Le point le plus révélateur est sans doute la répétition des marchés d’assistance fonctionnelle comptable et financière. Elle suggère une difficulté durable à stabiliser en interne certaines fonctions essentielles de gestion. Autrement dit, l’UPEC ne semble plus seulement acheter des prestations ponctuelles : elle achète de plus en plus sur le marché des capacités d’organisation, de pilotage et parfois même de légitimation institutionnelle. Sur ce dernier point, le cas du e-magazine de l’université — près de 400 000 € de prestations externes — est emblématique de cette évolution. 

Une université qui fonctionne de plus en plus en mode projet permanent ?

Ce tableau dessine aujourd’hui une université qui semble dépendre de plus en plus de prestataires pour des besoins pourtant récurrents ou centraux : finances, management, formation interne, outils de pilotage, ... 

Ce qu’on peut raisonnablement conclure de la lecture du Bulletin officiel des annonces de marchés publics est assez clair :

  1. certaines compétences ne sont plus stabilisées en interne ;
  2. les services administratifs apparaissent durablement surchargés ;
  3. des besoins permanents sont de plus en plus traités par marchés publics plutôt que par emplois pérennes (ni même par des emplois contractuels...) ;
  4. l’université devient dépendante de cabinets et de prestataires pour conduire ses propres transformations internes. 

Cette analyse rejoint d’ailleurs, dans un langage plus technocratique, les observations formulées par la Cour des comptes dans son rapport de 2023 sur l’UPEC, qui évoquait déjà des fragilités de pilotage et de gestion, une forte sous-exécution budgétaire ou encore des composantes amenées à gérer certaines dépenses sans disposer des compétences adéquates. 

Une violence institutionnelle largement invisible

Le problème n’est pas simplement organisationnel, mais profondément politique et humain : derrière cette externalisation croissante, ce sont des services administratifs épuisés et des fonctions qui se délitent.
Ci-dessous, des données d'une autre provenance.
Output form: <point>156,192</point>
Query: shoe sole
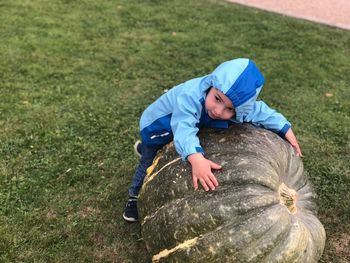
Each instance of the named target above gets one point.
<point>129,219</point>
<point>135,148</point>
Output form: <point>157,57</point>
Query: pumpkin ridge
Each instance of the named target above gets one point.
<point>243,220</point>
<point>266,243</point>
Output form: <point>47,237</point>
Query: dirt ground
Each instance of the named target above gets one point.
<point>331,12</point>
<point>335,13</point>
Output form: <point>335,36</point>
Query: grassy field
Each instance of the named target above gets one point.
<point>75,77</point>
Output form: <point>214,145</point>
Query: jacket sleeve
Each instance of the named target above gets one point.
<point>183,123</point>
<point>262,115</point>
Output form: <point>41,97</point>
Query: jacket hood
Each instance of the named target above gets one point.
<point>238,79</point>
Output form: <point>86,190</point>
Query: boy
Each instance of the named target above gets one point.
<point>227,94</point>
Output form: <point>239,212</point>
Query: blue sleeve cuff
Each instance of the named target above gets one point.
<point>198,150</point>
<point>284,130</point>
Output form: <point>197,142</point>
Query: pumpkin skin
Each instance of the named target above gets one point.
<point>262,211</point>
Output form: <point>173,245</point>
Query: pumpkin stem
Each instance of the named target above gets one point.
<point>288,198</point>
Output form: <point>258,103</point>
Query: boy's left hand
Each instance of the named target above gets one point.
<point>293,141</point>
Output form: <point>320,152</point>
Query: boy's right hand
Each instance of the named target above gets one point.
<point>201,170</point>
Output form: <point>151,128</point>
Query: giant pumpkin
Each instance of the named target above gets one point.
<point>262,211</point>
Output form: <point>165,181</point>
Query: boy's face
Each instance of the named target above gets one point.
<point>218,105</point>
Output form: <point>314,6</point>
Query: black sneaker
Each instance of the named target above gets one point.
<point>137,148</point>
<point>130,212</point>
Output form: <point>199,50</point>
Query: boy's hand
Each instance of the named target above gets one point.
<point>293,141</point>
<point>201,170</point>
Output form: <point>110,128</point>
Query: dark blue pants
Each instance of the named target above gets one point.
<point>148,152</point>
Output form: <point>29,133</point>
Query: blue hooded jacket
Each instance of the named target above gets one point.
<point>180,113</point>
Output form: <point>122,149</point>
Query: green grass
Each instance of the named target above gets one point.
<point>75,77</point>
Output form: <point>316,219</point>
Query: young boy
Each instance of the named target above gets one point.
<point>229,93</point>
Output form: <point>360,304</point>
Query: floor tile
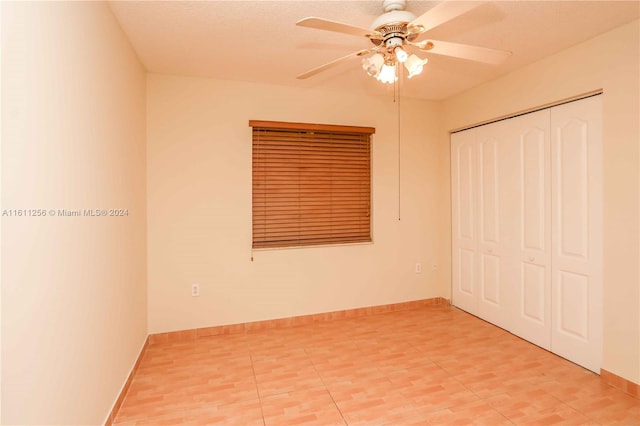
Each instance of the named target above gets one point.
<point>305,407</point>
<point>430,366</point>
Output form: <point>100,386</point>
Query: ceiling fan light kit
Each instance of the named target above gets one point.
<point>394,36</point>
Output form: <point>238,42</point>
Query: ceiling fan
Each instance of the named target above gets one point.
<point>397,34</point>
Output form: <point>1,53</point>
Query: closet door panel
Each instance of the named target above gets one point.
<point>532,228</point>
<point>492,159</point>
<point>577,227</point>
<point>464,200</point>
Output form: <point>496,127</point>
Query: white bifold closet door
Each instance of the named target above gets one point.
<point>526,204</point>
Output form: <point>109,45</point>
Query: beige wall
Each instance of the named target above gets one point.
<point>73,137</point>
<point>199,206</point>
<point>610,62</point>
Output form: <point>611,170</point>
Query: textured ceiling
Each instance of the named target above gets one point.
<point>258,41</point>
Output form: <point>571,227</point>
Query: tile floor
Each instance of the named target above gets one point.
<point>430,366</point>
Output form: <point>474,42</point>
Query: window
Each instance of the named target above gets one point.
<point>311,184</point>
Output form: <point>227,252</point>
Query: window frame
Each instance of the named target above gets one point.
<point>346,151</point>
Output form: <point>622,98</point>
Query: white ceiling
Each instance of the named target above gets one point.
<point>258,41</point>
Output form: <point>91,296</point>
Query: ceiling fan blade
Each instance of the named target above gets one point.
<point>334,63</point>
<point>339,27</point>
<point>442,13</point>
<point>464,51</point>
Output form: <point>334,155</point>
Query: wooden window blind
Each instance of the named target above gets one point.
<point>311,184</point>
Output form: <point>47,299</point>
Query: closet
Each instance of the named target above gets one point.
<point>527,227</point>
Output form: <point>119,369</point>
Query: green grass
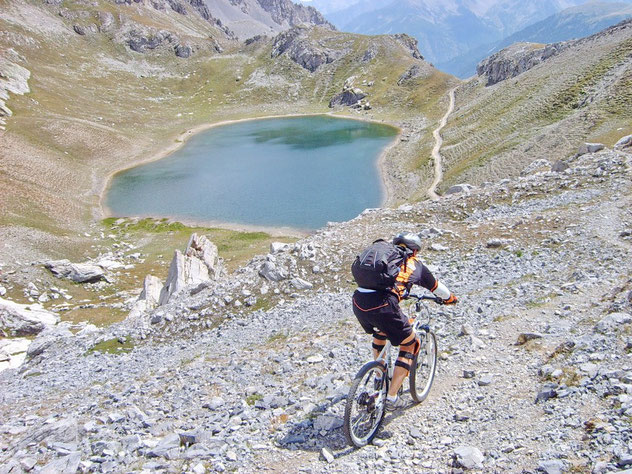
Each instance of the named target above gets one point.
<point>252,399</point>
<point>112,346</point>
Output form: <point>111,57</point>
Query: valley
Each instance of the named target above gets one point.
<point>183,347</point>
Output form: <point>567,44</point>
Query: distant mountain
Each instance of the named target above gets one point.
<point>248,18</point>
<point>451,31</point>
<point>572,23</point>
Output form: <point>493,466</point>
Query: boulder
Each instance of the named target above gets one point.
<point>49,338</point>
<point>623,143</point>
<point>412,73</point>
<point>68,463</point>
<point>23,320</point>
<point>276,247</point>
<point>12,352</point>
<point>296,44</point>
<point>347,97</point>
<point>468,457</point>
<point>199,263</point>
<point>202,248</point>
<point>152,286</point>
<point>516,59</point>
<point>183,51</point>
<point>77,272</point>
<point>271,272</point>
<point>537,166</point>
<point>85,29</point>
<point>459,188</point>
<point>301,284</point>
<point>612,321</point>
<point>589,148</point>
<point>559,166</point>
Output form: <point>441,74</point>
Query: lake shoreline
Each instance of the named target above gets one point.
<point>182,139</point>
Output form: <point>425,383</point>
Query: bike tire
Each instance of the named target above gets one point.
<point>365,406</point>
<point>424,367</point>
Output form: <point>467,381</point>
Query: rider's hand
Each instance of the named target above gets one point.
<point>451,300</point>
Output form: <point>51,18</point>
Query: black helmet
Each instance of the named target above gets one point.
<point>408,239</point>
Cette situation produit, en effet, énormément de violence sur les personnels — et d’abord sur les personnels administratifs — sommés de faire fonctionner des organisations de plus en plus complexes avec des moyens insuffisants, des outils imposés et des réorganisations permanentes. Beaucoup se retrouvent ainsi placé·es dans une situation intenable : travailler sérieusement, souvent avec un engagement remarquable, tout en étant structurellement empêché·es d’assurer correctement leurs missions. Cette impossibilité croissante de « bien faire son travail » constitue sans doute l’une des formes les plus profondes de souffrance au travail dans l’université aujourd’hui, et qui concerne toutes les catégories de personnels.

Bref, derrière ces annonces de marchés publics, c’est en réalité une question beaucoup plus fondamentale qui se pose : quelle université voulons-nous ? Une université qui conserve des capacités internes stables, des collectifs de travail durables et une véritable autonomie intellectuelle, ou une université qui compense en permanence ses fragilités structurelles par l’externalisation, la précarité et le pilotage par projets, avec le sentiment de sauver ainsi ce qui peut l'être du service public alors même qu’elle contribue progressivement à l’épuiser — et à épuiser celles et ceux qui le font vivre ?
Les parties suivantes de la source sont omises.